- Coal generators upwind of New Jersey have been turning off pollution scrubbing equipment because it is cheaper to purchase emissions credits than to operate the equipment, in turn leading to growing amounts of ozone pollution and air quality issues.
- According to The Record, emissions credits run about $130/ton while operating the equipment can cost up to $7,000/ton. Instead of running the scrubbers, the paper reports that power companies, mostly in Pennsylvania, are simply buying credits and continuing to emit pollutants like nitrogen oxide, which reacts with sunlight to form ozone, a respiratory irritant especially dangerous for children and the elderly.
- The U.S. Environmental Protection Agency is planning propose new rules this fall, potentially revising the cap-and-trade system that provides the pollution credits, or tightening nitrogen oxide allowances.
A glut of emissions credits already in the market and the falling price of natural gas has led to coal generators shutting off pollution control technologies, finding it cheaper to purchase the credits rather than operate the scrubbing equipment.

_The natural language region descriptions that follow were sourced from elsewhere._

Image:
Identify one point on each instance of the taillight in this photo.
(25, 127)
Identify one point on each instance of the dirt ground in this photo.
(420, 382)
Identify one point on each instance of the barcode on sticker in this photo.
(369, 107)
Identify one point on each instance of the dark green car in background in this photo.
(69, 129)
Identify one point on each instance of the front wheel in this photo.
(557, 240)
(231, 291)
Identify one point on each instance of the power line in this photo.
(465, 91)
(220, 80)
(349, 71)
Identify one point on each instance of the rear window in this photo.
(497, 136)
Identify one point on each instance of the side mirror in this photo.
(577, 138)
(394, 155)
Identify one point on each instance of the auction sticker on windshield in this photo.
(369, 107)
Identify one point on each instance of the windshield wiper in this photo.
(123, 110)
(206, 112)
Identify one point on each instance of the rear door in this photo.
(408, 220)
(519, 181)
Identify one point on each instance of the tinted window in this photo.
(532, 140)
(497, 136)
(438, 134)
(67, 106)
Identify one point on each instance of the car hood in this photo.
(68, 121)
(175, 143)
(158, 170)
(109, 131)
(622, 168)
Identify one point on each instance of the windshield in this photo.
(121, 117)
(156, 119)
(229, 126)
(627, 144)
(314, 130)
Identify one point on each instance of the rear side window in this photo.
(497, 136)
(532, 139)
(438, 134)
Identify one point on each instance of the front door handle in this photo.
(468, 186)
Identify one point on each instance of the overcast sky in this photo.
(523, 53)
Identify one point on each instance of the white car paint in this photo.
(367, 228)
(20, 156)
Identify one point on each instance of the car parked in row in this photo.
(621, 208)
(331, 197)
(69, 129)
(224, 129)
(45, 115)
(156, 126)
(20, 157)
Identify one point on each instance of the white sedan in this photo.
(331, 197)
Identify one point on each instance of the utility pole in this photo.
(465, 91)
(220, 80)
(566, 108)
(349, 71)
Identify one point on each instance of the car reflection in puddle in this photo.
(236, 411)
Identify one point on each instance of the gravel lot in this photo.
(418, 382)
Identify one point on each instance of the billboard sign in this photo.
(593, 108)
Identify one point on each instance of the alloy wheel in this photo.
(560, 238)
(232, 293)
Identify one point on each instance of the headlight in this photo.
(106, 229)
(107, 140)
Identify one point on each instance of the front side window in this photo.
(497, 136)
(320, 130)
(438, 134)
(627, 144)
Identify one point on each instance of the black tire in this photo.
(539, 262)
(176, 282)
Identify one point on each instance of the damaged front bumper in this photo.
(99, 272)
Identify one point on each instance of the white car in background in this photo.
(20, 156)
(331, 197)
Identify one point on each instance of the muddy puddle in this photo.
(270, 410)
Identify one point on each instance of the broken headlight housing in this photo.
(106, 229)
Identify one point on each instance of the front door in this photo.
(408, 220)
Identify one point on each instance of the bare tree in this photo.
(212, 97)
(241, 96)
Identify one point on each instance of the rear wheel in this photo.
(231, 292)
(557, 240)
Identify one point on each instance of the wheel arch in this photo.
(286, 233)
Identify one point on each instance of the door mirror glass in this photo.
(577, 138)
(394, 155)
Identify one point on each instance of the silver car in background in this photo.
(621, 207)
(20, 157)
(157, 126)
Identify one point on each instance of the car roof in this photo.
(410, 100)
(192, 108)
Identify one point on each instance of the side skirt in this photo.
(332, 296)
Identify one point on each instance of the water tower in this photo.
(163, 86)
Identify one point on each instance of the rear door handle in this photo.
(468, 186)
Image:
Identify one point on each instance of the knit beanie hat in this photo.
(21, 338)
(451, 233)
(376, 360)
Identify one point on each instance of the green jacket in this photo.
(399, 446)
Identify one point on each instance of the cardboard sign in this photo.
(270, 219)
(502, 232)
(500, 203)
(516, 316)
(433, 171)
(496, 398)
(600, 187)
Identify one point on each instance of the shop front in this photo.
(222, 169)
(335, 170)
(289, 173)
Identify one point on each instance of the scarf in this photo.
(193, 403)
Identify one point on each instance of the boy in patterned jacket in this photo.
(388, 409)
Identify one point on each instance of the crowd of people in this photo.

While that's a legal loophole the EPA is looking to close, the near-term result according to a New Jersey newspaper has been increasing levels of ozone and other pollution in the state.
“A number of plants with advanced controls are not using them to full effect,” Sierra Club's Tom Schuster told The Record. “They’re not reducing emissions enough.”
The problem is the vast difference in the cost of running the selective catalytic reduction (SCR) technology and simply buying credits. It can cost from $3,000 to $7,000/ton to operate the equipment, but just $130 for a credit. The newspaper points out that the Keystone plant in Pennsylvania, co-owned by Exelon and PSEG Power, let out more than 16,000 tons of emissions in 2013, a 350% increase over 2009.
“It makes me very disappointed that some plants in Pennsylvania are turning off their equipment at probably the worst time for ozone — during the summer,” Bob Martin, commissioner of New Jersey’s Department of Environmental Protection, told The Record. “Some of these plant owners are New Jersey companies, and they’re affecting New Jersey air quality.”
The EPA is considering changes to its cross-border pollution rules, and is expected to propose changes this fall.